Iranian regime president Masoud Pezeshkian’s government has recently reduced the previous administration’s approved housing loan from 8 billion rials (approximately $9,877) to 6.5 billion rials (approximately $8,025). However, even this reduced amount is in doubt, as members of the regime’s parliament and economic experts question whether it will be provided at all. Additionally, the recent “devaluation of the rial” and “rising housing prices” have rendered any housing loans ineffective. While the strict conditions for obtaining housing loans have left many applicants waiting, numerous reports on corruption in the banking system and the “misallocation of financial facilities” have further complicated the situation.
Mohammadreza Farzin, the head of the Central Bank of the Iranian regime, had previously stated in a letter to the Minister of Roads and Urban Development that decisions regarding the loan cap and banking facilities fall under the jurisdiction of the “Supreme Board of the Central Bank.”
Iranian banks typically circumvent loan approval regulations for ordinary applicants by imposing strict conditions such as requiring guarantors, credit assessments, and the purchase of bonds. As a result, even if an 8-billion-rial loan is approved, banks’ “cooperation” in disbursing it remains highly unlikely.
A look at the latest official report from the Central Bank regarding the loans issued under the “National Housing Movement” plan until November 2024 reveals that in fourteen Iranian banks, housing loan disbursement has remained at “zero” even after three and a half years since the program’s launch. This is despite the legal requirement for banks to allocate 20% of their financial facilities to this sector.
According to this report, in the past three and a half years, Iranian banks have issued a total of 167 trillion rials (approximately $206 million) in financial facilities, of which only 2.5% has been allocated to the housing sector. This means that banks have only provided “2.5%” of the mandated 20% share for housing loans.
Diversion of Banking Facilities Toward “Super Debtors”
The extralegal actions of banks in Iran have effectively turned banking facilities into a tool for “rent distribution” (a form of economic favoritism). While the overall volume of financial facilities issued by banks continues to rise, ordinary citizens receive only a minimal share of these funds. The release of several lists detailing Iran’s largest bank debtors has revealed that most banking facilities have been distributed among “highly influential and rent-seeking sectors.”

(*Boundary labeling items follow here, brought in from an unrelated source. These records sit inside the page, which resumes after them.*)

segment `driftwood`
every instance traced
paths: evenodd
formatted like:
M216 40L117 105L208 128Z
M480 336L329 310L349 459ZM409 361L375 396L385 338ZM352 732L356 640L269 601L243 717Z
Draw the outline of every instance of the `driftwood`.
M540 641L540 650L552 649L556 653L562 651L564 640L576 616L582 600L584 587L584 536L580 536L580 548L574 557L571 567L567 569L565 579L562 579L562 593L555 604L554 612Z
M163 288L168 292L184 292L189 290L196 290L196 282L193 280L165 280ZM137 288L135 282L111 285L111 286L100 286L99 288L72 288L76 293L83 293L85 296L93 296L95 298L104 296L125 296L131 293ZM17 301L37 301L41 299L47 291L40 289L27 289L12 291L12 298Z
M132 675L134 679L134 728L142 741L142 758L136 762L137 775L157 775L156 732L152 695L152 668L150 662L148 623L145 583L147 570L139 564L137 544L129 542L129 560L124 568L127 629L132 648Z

Reports indicate that even Bank Maskan, a specialized housing finance bank, has allocated its resources to other sectors. According to the Central Bank report, the net loans granted by this bank to the auto parts manufacturing group “Ezam”—one of Iran’s super debtors—amounted to more than 12.3 trillion rials (approximately $151.8 million) by September 2024. This means that if the housing loan were set at 6.5 billion rials (approximately $8,025), Bank Maskan could have provided loans to more than 18,000 applicants just with the amount owed by Ezam Group.
Despite being classified as a super debtor, this manufacturing company continues to benefit from banking facilities, whereas many applicants for small-scale housing loans face stringent conditions imposed by the bank.
Other official reports indicate that banks not only fail to comply with legal priorities for the housing sector but also attempt to allocate large-scale loans to their “employees and subsidiaries.”
One of the main barriers preventing applicants from obtaining housing loans is the “high interest rates.” The repayment of the 6.5 billion rial loan is structured in a “graduated” manner, meaning monthly installments will start at approximately 87 million rials (around $108) and increase to about 152 million rials (around $188) in the 20th year. Consequently, the borrower will ultimately pay more than 2.4 billion tomans (approximately $29,630).
Moreover, persistent inflation in recent years has devalued housing loans, and despite the increase in loan ceilings, their effectiveness has been nullified. According to the Central Bank report, the average price per square meter of housing in Tehran reached 740 million rials (approximately $914) in December 2024. This means that even if the 6.5 billion rial loan is approved, it will only cover the purchase of “8.7 square meters” of property.
Citizens seeking housing loans must purchase a specified amount of securities to qualify for loan disbursement after a waiting period. Therefore, applicants who do not have any initial capital cannot obtain a loan. For instance, to receive a 6.5 billion rial loan, applicants must first purchase securities equivalent to one-quarter of the loan amount. Once this portion is paid, they will receive the remaining three-quarters of the loan.
Majid Goodarzi, a housing market expert, told the regime-affiliated Etemad newspaper: “Nowhere in the world are loans structured like they are in Iran; this method is entirely flawed because interest is charged on a loan that hasn’t even been disbursed yet, and repayments are required over a short-term period.” Goodarzi added, “This type of loan structure has been obsolete worldwide for years. However, in Iran, we are still dealing with such outdated loans.”